En réponse à cette accusation, Pandurang Polawar rappelle d’abord que « l’établissement de la date de s’appuie sur les preuves nécessaires que les médicaments répondent aux exigences prévues jusqu’à sa validité définie. »

“Le corps humain n’est pas un laboratoire. Il est préférable d’utiliser un médicament qui garantit 100% de son efficacité”

Jean-François Abena, pharmacien, Ayos

Avant de rassurer : « l’usage et les besoins en médicaments doivent être évalués périodiquement pour assurer la gestion des stocks suffisants de médicaments valables à la portée des patients, donc pour éviter que des médicaments soient jetés en raison de leur péremption ».

Pour sa part, Jean-François Abena, pharmacien en service dans la ville d’Ayos dans le centre du Cameroun martèle que la date de péremption est définie par extrapolation durant les études de stabilité, en laboratoire, du principe actif, avec ses excipients (conservateurs), dans un conditionnement précis, sous une forme particulière et dans les conditions de conservation prédéfinies.

Passé cette date, poursuit le pharmacien, « les conservateurs ne jouent plus leur rôle, le principe actif se dégrade peu à peu ; on ne saurait donc garantir le résultat si ce produit est administré à un patient », explique Jean-François Abena.

Prudence

Pandurang Polawar met dès lors en garde : « l’impact des actions thérapeutiques, l’efficacité par rapport à l’objectif visé et les effets secondaires possibles des médicaments qui ont été utilisés après la date de péremption ne sont pas connus et il est donc recommandé d’utiliser le produit avant sa date de péremption ».

Aussi Jean-François Abena préfère-t-il jouer la carte de la prudence : « le corps humain n’est pas un laboratoire.

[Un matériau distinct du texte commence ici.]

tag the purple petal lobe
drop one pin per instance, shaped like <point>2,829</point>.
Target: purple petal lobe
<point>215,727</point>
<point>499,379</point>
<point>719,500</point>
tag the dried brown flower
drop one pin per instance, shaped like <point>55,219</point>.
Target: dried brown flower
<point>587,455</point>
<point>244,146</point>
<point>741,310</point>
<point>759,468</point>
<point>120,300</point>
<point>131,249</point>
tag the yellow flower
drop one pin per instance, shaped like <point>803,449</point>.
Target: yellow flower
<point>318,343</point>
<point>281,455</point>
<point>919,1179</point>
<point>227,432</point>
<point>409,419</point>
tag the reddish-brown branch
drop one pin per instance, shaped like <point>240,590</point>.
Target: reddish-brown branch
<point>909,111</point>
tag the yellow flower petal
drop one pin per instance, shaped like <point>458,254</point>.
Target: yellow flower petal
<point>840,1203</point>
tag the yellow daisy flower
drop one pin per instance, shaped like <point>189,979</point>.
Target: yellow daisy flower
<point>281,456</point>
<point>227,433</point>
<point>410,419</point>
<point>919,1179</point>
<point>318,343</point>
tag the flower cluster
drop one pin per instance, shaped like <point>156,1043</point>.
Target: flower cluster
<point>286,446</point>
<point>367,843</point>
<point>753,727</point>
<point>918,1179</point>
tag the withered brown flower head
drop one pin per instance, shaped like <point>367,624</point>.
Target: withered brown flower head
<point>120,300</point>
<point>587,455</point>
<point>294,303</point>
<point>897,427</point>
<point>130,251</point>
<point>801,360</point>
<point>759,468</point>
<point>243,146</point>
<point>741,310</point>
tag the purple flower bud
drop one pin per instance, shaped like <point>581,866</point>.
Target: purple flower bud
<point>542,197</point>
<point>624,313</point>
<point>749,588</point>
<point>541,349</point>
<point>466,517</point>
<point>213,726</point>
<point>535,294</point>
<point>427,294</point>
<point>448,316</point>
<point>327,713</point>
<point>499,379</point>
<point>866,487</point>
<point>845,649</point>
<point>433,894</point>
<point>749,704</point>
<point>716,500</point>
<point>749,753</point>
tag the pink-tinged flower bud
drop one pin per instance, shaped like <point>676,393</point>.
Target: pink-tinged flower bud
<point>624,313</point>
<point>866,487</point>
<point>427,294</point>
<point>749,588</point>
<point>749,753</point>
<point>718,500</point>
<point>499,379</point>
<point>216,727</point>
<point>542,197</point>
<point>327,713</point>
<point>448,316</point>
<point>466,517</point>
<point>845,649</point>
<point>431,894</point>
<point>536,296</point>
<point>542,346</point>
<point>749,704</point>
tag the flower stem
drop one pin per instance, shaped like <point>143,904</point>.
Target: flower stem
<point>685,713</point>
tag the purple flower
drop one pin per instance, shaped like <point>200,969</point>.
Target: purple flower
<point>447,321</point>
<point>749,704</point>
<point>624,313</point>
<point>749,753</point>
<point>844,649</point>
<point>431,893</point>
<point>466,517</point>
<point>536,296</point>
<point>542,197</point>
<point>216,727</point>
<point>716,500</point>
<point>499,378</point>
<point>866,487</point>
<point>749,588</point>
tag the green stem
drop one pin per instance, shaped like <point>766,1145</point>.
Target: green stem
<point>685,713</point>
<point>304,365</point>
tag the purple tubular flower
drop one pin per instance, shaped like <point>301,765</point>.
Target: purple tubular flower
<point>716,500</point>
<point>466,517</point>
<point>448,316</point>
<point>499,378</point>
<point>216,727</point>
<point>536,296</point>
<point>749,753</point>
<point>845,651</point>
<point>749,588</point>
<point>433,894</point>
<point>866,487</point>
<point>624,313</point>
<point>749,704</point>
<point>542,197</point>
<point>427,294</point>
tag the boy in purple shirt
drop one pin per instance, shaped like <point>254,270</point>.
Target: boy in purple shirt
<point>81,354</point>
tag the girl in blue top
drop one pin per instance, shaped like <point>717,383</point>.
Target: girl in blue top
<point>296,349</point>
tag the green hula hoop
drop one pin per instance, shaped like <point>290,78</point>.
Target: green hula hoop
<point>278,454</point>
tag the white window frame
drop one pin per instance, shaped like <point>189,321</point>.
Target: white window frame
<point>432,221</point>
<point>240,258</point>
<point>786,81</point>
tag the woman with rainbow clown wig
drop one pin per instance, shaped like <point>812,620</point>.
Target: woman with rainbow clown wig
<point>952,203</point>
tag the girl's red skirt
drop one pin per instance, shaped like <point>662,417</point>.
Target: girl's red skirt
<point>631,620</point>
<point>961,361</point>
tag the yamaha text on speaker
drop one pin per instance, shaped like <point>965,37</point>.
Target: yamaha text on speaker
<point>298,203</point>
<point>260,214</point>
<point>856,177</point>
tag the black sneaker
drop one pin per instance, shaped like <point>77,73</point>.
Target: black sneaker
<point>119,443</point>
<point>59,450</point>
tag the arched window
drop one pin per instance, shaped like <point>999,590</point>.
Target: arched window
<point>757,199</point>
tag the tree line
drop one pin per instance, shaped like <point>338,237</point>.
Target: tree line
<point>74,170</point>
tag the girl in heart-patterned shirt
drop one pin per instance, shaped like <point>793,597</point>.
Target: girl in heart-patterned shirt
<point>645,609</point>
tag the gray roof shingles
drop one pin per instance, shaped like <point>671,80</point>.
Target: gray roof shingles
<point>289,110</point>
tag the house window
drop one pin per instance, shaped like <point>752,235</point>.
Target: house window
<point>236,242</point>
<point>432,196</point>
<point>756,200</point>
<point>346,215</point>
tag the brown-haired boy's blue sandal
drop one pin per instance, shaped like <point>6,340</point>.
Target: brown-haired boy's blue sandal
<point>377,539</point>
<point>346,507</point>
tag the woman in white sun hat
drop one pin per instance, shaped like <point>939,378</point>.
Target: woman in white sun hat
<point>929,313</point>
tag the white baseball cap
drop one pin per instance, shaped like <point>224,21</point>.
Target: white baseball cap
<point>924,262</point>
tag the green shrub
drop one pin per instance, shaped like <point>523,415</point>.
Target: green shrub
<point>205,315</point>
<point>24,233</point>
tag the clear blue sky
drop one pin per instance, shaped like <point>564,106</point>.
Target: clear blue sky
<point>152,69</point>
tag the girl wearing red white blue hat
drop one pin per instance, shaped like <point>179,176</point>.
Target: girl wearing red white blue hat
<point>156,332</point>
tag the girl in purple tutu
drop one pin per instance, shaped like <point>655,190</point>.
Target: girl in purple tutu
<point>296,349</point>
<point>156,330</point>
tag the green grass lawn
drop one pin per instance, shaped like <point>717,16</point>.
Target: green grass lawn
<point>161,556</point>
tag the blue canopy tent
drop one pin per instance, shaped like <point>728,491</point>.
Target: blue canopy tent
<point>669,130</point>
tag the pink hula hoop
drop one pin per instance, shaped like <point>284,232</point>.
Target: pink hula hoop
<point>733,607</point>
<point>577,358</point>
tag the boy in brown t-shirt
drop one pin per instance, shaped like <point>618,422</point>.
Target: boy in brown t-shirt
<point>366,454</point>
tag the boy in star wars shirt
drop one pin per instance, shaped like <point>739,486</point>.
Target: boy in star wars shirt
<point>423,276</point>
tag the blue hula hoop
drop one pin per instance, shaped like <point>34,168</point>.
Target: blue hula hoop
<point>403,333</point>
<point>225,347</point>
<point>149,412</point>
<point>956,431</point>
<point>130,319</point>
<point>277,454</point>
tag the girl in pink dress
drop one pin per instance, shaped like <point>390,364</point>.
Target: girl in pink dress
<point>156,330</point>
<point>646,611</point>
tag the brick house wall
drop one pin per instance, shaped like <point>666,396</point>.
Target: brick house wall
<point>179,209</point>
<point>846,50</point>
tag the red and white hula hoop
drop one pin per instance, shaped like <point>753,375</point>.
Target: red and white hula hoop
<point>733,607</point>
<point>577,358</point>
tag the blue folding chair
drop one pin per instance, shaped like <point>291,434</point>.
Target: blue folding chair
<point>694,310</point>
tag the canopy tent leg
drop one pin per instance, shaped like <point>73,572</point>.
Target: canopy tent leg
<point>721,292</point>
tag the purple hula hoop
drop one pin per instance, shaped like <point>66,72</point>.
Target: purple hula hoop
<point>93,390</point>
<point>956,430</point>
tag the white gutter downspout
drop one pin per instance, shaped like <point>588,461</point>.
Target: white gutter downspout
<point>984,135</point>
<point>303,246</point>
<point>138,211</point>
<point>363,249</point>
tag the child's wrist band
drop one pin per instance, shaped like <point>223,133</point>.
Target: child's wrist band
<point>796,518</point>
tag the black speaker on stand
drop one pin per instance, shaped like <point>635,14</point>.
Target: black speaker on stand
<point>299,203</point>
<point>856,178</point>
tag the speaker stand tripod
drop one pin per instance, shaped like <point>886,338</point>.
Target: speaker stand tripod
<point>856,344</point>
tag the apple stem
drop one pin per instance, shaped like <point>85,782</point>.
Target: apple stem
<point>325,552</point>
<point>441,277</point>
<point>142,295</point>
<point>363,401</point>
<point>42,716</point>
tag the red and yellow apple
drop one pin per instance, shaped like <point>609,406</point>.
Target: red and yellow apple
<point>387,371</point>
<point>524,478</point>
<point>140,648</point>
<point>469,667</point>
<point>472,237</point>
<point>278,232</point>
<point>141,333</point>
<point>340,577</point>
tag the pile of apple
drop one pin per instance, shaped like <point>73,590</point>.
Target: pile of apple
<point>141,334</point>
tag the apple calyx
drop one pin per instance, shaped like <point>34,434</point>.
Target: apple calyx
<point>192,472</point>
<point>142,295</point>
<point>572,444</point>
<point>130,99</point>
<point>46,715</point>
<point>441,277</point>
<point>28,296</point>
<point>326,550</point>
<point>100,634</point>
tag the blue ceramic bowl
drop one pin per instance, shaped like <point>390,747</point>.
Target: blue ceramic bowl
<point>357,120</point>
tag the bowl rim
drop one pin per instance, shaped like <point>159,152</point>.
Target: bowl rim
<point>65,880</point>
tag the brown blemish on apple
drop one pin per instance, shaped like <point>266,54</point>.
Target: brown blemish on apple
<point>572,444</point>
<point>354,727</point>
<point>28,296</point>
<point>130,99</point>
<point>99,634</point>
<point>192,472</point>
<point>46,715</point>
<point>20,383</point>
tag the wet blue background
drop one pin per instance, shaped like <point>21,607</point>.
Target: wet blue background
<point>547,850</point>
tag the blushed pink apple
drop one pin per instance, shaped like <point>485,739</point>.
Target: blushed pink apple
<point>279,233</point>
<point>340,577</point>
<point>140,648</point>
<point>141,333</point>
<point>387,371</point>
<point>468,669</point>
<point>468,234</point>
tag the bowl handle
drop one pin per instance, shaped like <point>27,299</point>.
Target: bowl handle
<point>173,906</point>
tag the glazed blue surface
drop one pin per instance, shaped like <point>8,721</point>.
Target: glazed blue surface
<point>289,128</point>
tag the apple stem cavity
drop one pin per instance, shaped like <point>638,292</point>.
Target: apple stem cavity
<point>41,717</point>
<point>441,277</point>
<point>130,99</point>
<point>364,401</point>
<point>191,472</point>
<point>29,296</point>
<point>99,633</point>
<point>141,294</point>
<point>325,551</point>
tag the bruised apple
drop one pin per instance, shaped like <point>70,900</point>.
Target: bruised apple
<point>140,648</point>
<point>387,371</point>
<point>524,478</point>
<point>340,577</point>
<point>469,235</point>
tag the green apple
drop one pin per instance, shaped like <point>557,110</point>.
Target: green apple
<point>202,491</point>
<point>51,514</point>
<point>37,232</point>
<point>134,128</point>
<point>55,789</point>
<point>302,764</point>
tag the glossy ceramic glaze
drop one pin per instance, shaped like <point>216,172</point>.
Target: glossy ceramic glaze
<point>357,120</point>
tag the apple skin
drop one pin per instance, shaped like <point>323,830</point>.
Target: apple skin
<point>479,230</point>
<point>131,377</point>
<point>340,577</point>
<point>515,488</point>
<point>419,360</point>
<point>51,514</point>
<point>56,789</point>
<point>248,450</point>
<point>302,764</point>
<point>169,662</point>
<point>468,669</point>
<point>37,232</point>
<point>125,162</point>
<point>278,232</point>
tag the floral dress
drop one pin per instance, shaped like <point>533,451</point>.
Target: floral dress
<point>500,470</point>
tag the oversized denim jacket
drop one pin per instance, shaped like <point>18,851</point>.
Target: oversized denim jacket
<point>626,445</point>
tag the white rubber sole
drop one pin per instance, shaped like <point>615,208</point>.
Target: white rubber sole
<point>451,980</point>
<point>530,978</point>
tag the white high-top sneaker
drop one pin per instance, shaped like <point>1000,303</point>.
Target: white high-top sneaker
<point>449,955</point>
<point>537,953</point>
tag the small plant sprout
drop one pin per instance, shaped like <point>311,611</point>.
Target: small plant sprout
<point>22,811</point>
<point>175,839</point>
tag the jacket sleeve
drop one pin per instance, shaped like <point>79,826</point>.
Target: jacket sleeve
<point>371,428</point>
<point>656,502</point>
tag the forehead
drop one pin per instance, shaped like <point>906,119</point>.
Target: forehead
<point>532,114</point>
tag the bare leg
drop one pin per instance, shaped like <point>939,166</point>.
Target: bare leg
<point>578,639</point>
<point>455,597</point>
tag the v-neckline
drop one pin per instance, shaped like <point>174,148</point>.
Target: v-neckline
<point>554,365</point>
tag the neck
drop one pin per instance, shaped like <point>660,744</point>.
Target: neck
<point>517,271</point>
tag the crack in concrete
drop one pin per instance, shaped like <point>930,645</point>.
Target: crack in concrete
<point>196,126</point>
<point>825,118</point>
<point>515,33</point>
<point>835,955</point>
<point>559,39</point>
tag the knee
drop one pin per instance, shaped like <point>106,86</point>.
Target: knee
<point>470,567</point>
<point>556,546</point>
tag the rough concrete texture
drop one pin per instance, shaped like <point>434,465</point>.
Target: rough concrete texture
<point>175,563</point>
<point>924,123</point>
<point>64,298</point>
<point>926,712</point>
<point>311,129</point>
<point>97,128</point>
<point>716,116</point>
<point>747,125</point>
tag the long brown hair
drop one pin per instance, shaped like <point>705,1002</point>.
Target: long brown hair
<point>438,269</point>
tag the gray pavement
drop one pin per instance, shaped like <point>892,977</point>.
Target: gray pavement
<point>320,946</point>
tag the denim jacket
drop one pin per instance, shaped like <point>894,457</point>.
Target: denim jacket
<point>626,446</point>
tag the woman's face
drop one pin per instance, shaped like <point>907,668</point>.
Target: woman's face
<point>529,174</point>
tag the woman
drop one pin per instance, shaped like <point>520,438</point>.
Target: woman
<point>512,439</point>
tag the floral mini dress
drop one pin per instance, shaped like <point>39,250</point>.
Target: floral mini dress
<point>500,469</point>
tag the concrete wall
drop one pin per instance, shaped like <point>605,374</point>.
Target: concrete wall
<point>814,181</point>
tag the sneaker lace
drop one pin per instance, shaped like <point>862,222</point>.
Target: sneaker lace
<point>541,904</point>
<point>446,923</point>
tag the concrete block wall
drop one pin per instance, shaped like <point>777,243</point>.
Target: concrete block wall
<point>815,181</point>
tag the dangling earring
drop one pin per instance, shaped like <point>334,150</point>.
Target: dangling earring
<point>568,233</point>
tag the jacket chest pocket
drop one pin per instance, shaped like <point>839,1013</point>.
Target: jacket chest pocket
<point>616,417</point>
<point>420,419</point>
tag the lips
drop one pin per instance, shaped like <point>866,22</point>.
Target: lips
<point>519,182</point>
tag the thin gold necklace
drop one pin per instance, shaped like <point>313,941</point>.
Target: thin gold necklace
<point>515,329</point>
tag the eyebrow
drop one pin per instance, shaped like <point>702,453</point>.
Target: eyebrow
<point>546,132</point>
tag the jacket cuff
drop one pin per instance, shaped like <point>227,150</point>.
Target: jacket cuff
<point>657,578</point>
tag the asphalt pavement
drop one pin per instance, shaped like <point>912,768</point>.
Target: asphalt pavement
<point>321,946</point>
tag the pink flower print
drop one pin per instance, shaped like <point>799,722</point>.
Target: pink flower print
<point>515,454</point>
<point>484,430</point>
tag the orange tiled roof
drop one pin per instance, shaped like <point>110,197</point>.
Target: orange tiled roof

Il est préférable d’utiliser un médicament qui garantit 100% de son efficacité », dit-il.

Ce d’autant plus que les conditions de fabrication, les dispositions de stockage et les modes de conservation ne sont pas les mêmes en Afrique qu’ailleurs, observe Salihou Sadou.Pour autant, il peut arriver que les dates de péremption d’un médicament soient revues, souligne Ray Mankele.

« Mais cela est de la responsabilité du fabricant à la suite de nouvelles données scientifiques et après de nouveaux essais de stabilité. Le fabricant doit alors saisir l’autorité règlementaire pharmaceutique auprès de laquelle il avait obtenu son visa de mise sur le marché afin que ces informations soient mises à jour », précise-t-il.

Pour lui, par essence, le médicament étant un poison, toute perte de stabilité peut avoir des conséquences graves et même néfastes. Notamment « des intoxications, des empoisonnements, des surinfections … », énumère Jean-François Abena.

Désagrément

Mariam Fatou Moussounda Nzamba, la présidente du Réseau gabonais des associations des personnes vivant avec le VIH/sida, a d’ailleurs affirmé que la prise des antirétroviraux périmés a provoqué des effets tels que des démangeaisons, des troubles de sommeil, l’apparition de boutons, etc…

Pour éviter ces désagréments, l’OMS affirme qu’elle appuie les pays dans la mise en place des systèmes de pharmacovigilance qui permettent de suivre les effets des médicaments après leur consommation.

« Les informations recueillies peuvent aussi contribuer à revoir les données de sécurité des médicaments pendant leur période d’utilisation », justifie le Ray Mankele.

A en croire ce dernier, l’OMS recommande également aux systèmes d’approvisionnement au niveau national ou local, de tenir compte de la durée de vie des médicaments (période entre la fabrication et la péremption) dans leurs acquisitions afin de réduire au maximum la quantité de médicaments périmés dont la gestion est parfois plus compliquée.